The hearing was part of an unusual court of inquiry hearing that was granted by Baird, who began the proceeding by declining to recuse himself.
John Bradley, a district attorney who chairs the Texas Forensic Science Commission that is looking into whether fire investigators in the case committed professional misconduct, blasted Baird's decision in an e-mail to The Associated Press.
Lawyers and experts for the Innocence Project and Willingham swarmed the courtroom about 30 minutes before the hearing, lining up extra chairs behind the counsel table, readying multimedia presentations and shutting window blinds to make their videos easier to see.

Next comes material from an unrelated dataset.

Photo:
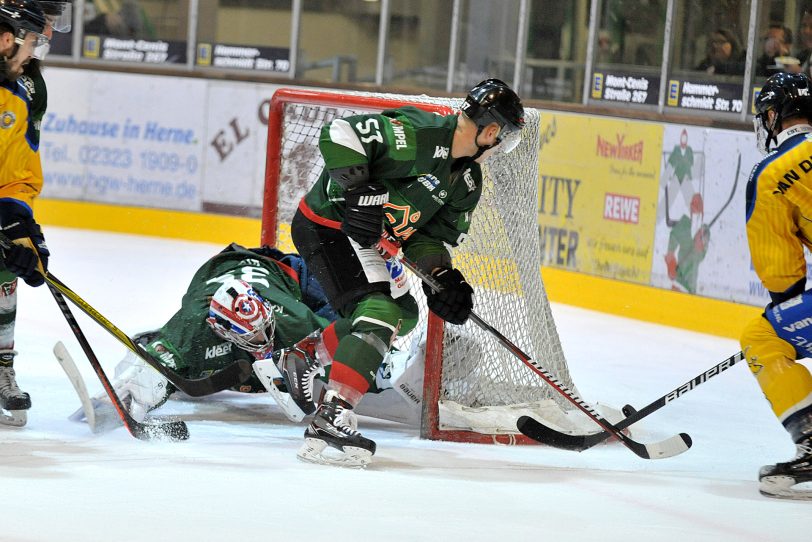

About 10 attorneys, including former Texas Gov. Mark White, and Willingham's relatives sat on one side.
Outside the courthouse, a small group of protesters from the Texas Moratorium Network carried signs and wore T-shirts proclaiming Willingham's innocence.
Stacy Kuykendall, Willingham's ex-wife, declined an invitation from Baird to testify at the hearing. She told reporters last week that Willingham confessed his guilt to her shortly before his execution - although Innocence Project lawyers say she has gone back and forth over the years on whether he confessed. Willingham publicly maintained his innocence.
"Unfortunately, every time the anti-death penalty advocates renew their crusade against capital punishment using this case, old wounds are opened up for her," wrote Johnny Sutton, Kuykendall's attorney, in a letter to Baird. "Todd Willingham is not a victim but a convicted murderer whose case was reviewed by numerous courts, including the United States Supreme Court. The true victims are Amber, Kameron and Karmon, and we need to remember them."
Willingham was executed after Gov. Rick Perry turned down his final appeal despite evidence from a renowned fire expert that there was not enough evidence to support the arson determination.
Testimony from fire investigators was the primary evidence against Willingham. The defense did not present a fire expert because the one hired by Willingham's attorney also said the fire was caused by arson.